Le patron de la Fed a également affirmé que l’impact des droits de douane sur l’économie risquait d’être «transitoire». Nous n’aurions pas choisi ce terme qui rappelle de mauvais souvenirs mais ce qui est dit est dit. La Fed va tout mettre en œuvre pour lutter contre le fléau numéro un qui reste l’inflation alors que les marchés se sont récemment focalisés sur le sujet des craintes de récession. Un jour peut-être, le président Trump remerciera la Fed mais ce n’est pas demain la veille et en attendant, le 2 ans est à 4% tandis que le vernis des spreads de crédit commence à se craqueler.
Taux allemands, nominaux ou réels?
Mardi dernier, nous vous invitions à regarder de plus près les taux allemands. Notre intuition nous suggérait d’investiguer du côté des taux réels plutôt que de celui des taux nominaux. A première vue, nous avons l’impression que cette idée n’est pas brillante puisque les deux DBRI liquides (avril 2030 et avril 2033) nous suggèrent des breakevens d’inflation à 5 ans et 8 ans à respectivement 1,9% et 1,95%. Le 5 ans est éventuellement intéressant si nous estimons que l’inflation est clairement sous-évaluée. Dans ce cas, acheter un peu de DBRI 5 ans à 0,5% de rendement réel peut se justifier en termes de diversification dans une stratégie exclusivement axée sur les emprunts d’états de la zone euro.
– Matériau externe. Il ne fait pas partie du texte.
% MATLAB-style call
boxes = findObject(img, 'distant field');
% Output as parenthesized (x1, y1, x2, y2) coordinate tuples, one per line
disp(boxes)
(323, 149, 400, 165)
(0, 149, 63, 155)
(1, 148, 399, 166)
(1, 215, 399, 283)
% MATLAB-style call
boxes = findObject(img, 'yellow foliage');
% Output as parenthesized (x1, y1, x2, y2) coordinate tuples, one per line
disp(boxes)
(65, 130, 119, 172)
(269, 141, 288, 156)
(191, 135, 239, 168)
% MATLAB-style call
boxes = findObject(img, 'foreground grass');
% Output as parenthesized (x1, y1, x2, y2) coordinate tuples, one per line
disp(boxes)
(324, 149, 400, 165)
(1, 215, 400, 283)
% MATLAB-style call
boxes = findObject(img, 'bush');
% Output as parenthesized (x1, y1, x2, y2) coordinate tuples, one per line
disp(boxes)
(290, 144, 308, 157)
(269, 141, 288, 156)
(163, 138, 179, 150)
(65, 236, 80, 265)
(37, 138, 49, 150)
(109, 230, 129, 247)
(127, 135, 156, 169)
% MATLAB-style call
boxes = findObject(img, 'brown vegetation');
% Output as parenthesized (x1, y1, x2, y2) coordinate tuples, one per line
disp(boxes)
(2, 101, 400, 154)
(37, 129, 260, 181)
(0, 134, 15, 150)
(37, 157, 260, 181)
Pour battre significativement un 2,4% de taux nominal à 5 ans, il faudrait que l’inflation de la zone euro (et non l’inflation domestique allemande, attention à la subtilité) nous réserve de désagréables surprises. C’est sans doute à l’intérieur de ces détails que se cache le diable. Contrairement aux TIPS américains indexés logiquement sur l’inflation américaine, que nous allons comparer aux US Treasuries, les DBRI nous invitent à comparer un Bund à taux nominal domestique allemand à un Bund indexé sur l’inflation de l’eurozone, donc non seulement allemande, mais également française, espagnole, italienne…etc… Il faut donc considérer cette diversification en taux réels d’une manière différente que sur le marché américain. Cela ne semble pas très attrayant au premier abord mais l’indexation sur l’inflation eurozone HICP peut devenir une sacrée opportunité d’investissement si l’inflation européenne était par exemple tirée vers le haut par les pays du sud à forte croissance. Notre conclusion concernant ces DBRI n’est donc pas définitive. C’est un non pour l’instant mais pourquoi pas dans le futur. La porte reste entrouverte!